Anyone who has solid writing skills, a laptop, a healthy work ethic, and a plan has the ability to be a freelance writer. That’s great news, isn’t it? Being a freelance writer means that you can have a side gig with the option to turn it into a full-time job. It’s flexible, can be fun, and with the right opportunities, can even be lucrative. If you’re still reading this, we can assume that you’ve got the computer, the work ethic, and the skills. Now you just need to get a few tips before getting started on your plan.

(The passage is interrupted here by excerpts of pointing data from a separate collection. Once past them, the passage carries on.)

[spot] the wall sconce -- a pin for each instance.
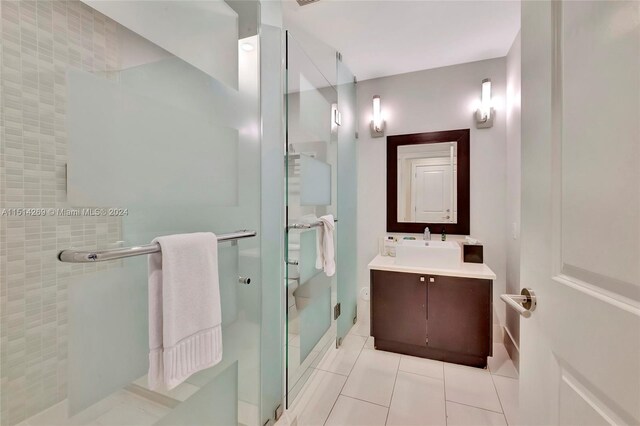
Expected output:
(377, 124)
(485, 114)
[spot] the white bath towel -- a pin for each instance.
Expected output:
(325, 254)
(185, 318)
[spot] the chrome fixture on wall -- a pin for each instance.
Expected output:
(377, 123)
(485, 113)
(76, 256)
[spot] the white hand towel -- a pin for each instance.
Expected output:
(325, 255)
(185, 318)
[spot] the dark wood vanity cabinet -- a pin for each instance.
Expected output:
(432, 316)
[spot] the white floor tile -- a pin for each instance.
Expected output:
(353, 412)
(422, 366)
(318, 397)
(369, 343)
(508, 390)
(373, 377)
(341, 360)
(182, 392)
(417, 400)
(500, 363)
(248, 414)
(470, 386)
(126, 415)
(464, 415)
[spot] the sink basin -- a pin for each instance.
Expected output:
(428, 254)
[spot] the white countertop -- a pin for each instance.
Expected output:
(465, 270)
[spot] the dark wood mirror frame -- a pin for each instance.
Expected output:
(462, 138)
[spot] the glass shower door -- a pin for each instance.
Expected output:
(127, 121)
(347, 200)
(311, 184)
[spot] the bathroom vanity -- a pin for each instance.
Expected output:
(432, 312)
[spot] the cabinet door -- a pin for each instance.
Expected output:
(460, 315)
(399, 307)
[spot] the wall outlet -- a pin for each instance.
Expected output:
(364, 294)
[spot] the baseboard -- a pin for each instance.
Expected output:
(512, 348)
(498, 334)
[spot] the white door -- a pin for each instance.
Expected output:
(432, 193)
(580, 349)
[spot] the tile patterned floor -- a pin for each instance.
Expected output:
(358, 385)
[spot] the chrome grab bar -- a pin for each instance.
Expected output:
(306, 225)
(524, 303)
(75, 256)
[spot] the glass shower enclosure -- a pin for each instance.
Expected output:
(123, 121)
(320, 180)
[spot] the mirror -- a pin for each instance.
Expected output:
(428, 182)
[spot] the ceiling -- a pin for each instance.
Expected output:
(387, 37)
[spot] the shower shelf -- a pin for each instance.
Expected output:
(306, 225)
(75, 256)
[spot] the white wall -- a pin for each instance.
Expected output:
(513, 183)
(426, 101)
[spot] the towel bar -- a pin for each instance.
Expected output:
(74, 256)
(524, 303)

This part you can do with an old-fashioned pen and paper, or you can try saving notes online with an app like Evernote. You need to make a list of clients or publications that you think you might be able to land right now. The thing is, at first, you can’t count on high paying or well-known publications. Once you have those, write down the names of ones that you want to write for at some point in the future. This might seem to be more than a bit silly, but it can be more important than you know. This is called setting goals and identifying the steps you need to take to reach them.
Create a Website
When you’re planning to transition to full-time freelancing, you’ll need a website. Having a portfolio online is critical for those who are serious about freelancing. It can give you an instant boost to your credibility and distinguish you from all of those who don’t have a website.
Secondly, it’ll allow you to form more of a personal connection with your potential clients with your About Me page, miscellaneous copy, and pictures. People will be more likely to use you if they feel more like they know you. Also, it’ll give potential clients a sample of your range and writing ability. Most of the applications you’ll fill out for writing jobs will require samples. With your own site, you can link to them easily.

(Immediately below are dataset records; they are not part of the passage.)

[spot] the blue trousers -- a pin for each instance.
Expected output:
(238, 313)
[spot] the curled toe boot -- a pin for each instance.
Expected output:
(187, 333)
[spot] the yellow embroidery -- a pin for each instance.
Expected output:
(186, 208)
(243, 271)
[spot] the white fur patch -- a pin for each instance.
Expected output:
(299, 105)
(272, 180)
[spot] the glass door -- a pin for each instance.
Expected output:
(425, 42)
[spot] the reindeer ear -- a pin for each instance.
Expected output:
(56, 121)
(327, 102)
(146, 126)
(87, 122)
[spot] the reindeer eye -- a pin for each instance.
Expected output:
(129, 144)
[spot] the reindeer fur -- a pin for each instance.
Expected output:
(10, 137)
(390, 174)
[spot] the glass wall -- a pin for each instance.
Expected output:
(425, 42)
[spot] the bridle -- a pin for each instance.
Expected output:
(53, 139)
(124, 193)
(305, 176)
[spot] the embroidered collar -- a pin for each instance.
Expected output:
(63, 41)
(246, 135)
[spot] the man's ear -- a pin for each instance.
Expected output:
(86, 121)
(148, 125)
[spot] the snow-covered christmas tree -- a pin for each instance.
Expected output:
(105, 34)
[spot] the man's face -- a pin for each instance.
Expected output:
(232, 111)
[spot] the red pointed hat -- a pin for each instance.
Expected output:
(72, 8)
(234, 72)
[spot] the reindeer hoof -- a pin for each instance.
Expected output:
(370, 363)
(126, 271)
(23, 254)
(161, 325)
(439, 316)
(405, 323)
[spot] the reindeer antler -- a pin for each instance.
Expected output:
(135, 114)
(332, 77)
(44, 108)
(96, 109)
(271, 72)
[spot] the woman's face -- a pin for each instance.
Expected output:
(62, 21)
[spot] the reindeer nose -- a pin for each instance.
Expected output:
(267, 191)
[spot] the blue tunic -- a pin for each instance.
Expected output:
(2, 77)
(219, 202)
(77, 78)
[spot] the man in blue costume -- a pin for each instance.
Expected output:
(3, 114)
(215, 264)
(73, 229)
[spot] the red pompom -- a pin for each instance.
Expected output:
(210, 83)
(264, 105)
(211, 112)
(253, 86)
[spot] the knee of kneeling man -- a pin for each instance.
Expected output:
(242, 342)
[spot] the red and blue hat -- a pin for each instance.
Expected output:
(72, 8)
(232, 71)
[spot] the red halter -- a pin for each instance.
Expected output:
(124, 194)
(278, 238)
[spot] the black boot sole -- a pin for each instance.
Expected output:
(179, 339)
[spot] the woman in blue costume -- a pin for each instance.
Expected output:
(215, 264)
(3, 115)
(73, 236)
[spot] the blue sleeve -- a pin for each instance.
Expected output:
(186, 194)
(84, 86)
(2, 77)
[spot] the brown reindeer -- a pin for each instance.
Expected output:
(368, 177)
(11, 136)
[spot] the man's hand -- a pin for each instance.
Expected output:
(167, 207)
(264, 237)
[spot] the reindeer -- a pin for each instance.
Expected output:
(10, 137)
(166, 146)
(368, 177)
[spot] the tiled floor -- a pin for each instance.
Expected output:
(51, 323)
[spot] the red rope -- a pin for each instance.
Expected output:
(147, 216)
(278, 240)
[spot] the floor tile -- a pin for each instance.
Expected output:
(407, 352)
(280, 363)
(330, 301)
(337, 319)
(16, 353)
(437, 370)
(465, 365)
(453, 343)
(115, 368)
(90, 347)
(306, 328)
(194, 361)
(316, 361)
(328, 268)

When you’re launching your freelance career, you’ve got to be relentless with the pitches. It begins with that list of people you think might hire you. Check for any sort of pitch policy they might have on their website because each one might be a bit different. Make sure that you’re following their rules completely. The editors might ask for a resume to be accompanied by a couple of paragraphs of an overview of the article that includes sources, an approximate word count, and even how long it might take you to write it. Read everything and follow directions at each step of the process. Do this with everyone on your list until you get your first gig.

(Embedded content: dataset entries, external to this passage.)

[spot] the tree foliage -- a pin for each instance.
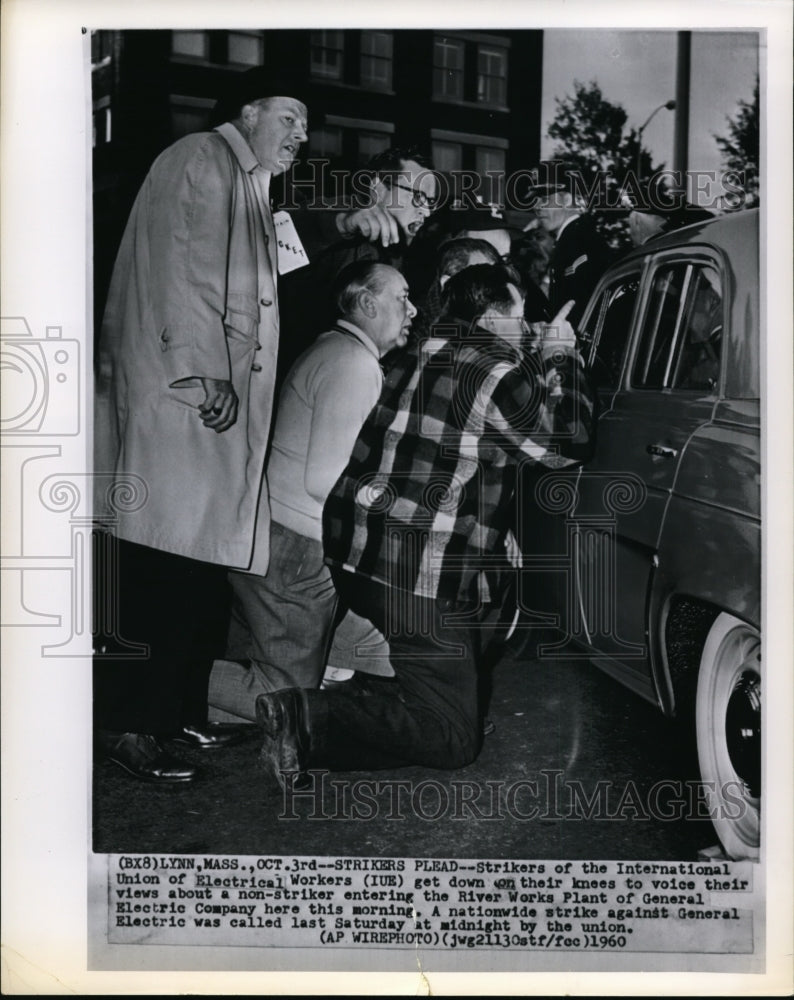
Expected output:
(740, 148)
(591, 133)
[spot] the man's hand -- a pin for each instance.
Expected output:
(513, 551)
(219, 409)
(373, 223)
(559, 332)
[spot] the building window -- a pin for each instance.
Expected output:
(376, 59)
(189, 114)
(325, 142)
(246, 48)
(470, 69)
(327, 54)
(101, 125)
(101, 48)
(447, 156)
(490, 165)
(491, 75)
(195, 44)
(370, 144)
(448, 68)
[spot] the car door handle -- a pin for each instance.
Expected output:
(662, 451)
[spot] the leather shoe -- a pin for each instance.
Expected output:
(144, 757)
(284, 718)
(214, 735)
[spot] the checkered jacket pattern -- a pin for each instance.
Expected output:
(424, 504)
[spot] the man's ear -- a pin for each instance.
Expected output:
(487, 321)
(249, 115)
(380, 192)
(367, 303)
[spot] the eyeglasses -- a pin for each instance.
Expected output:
(419, 198)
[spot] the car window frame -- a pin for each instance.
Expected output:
(692, 256)
(633, 268)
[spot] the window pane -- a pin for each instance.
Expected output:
(190, 43)
(491, 74)
(325, 142)
(185, 120)
(245, 48)
(370, 144)
(698, 365)
(608, 330)
(487, 162)
(377, 43)
(448, 68)
(376, 59)
(327, 48)
(447, 156)
(662, 326)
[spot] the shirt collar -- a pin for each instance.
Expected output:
(368, 342)
(241, 149)
(568, 221)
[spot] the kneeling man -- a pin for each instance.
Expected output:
(414, 525)
(281, 621)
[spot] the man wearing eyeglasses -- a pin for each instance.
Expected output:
(413, 527)
(398, 192)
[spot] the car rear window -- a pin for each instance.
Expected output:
(680, 338)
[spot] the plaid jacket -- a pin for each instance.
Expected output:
(424, 504)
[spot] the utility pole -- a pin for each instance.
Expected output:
(682, 78)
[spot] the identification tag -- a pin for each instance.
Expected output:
(291, 254)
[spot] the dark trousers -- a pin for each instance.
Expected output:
(429, 714)
(176, 607)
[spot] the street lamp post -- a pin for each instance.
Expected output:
(670, 105)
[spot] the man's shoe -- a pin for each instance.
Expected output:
(213, 735)
(284, 718)
(144, 757)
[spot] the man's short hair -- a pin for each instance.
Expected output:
(454, 255)
(353, 278)
(254, 85)
(476, 289)
(390, 160)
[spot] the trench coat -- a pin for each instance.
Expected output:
(193, 295)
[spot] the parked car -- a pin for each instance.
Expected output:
(650, 555)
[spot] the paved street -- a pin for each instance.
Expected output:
(561, 729)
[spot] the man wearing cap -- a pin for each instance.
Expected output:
(413, 527)
(656, 211)
(489, 223)
(580, 255)
(185, 382)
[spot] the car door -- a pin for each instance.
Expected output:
(549, 529)
(667, 390)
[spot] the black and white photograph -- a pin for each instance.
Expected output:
(394, 503)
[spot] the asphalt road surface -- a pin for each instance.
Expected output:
(576, 768)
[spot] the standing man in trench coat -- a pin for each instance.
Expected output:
(185, 382)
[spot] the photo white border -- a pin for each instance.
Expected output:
(46, 226)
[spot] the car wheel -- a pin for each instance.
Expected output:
(728, 725)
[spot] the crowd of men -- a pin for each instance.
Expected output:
(369, 527)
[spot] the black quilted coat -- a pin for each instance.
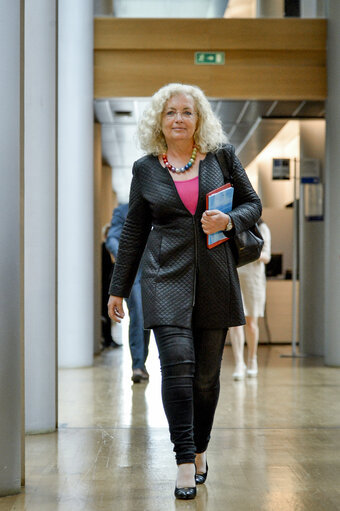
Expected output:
(183, 282)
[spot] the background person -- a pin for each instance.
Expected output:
(107, 341)
(186, 287)
(138, 337)
(253, 286)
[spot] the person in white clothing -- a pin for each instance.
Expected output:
(253, 286)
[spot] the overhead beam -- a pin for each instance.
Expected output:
(264, 59)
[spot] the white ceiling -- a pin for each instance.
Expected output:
(249, 125)
(161, 8)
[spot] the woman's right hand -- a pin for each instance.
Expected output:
(115, 308)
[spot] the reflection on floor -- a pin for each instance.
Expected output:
(275, 445)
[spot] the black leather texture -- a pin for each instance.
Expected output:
(183, 282)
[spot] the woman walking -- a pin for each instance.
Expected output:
(191, 294)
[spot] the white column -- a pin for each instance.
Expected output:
(11, 248)
(311, 241)
(40, 215)
(75, 184)
(332, 185)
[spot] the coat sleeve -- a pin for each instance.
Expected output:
(113, 235)
(133, 239)
(247, 207)
(266, 250)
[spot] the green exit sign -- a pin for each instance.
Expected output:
(216, 58)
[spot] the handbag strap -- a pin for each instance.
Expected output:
(224, 159)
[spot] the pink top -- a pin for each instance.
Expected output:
(188, 192)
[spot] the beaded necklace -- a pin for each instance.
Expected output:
(181, 169)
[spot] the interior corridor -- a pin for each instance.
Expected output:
(275, 445)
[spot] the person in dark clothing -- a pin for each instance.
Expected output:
(191, 294)
(107, 341)
(138, 337)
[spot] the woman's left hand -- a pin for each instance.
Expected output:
(214, 220)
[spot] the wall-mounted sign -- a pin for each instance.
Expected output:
(310, 170)
(313, 199)
(281, 168)
(216, 58)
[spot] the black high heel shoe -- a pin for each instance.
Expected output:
(201, 478)
(185, 493)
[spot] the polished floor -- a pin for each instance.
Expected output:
(275, 445)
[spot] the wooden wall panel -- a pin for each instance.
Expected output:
(261, 63)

Freelancing might seem to be a bit of a solitary job. However, other writers can be your secret weapon – not just for finding jobs, but to finding high-value clients. For example, say you want to write for The New York Times, but you’re not having any luck when you send your pitches. One way to get a leg in the door might be to determine who your favorite writer for them is, track them down on one of the social media sites, and send them a quick message asking for advice on how to get a gig with that site. You might be surprised at the results you get.
Finally, don’t give up. You’ll get a lot of rejections. The key is to keep trying. Once you get that first bit of experience, you’ll be on your way.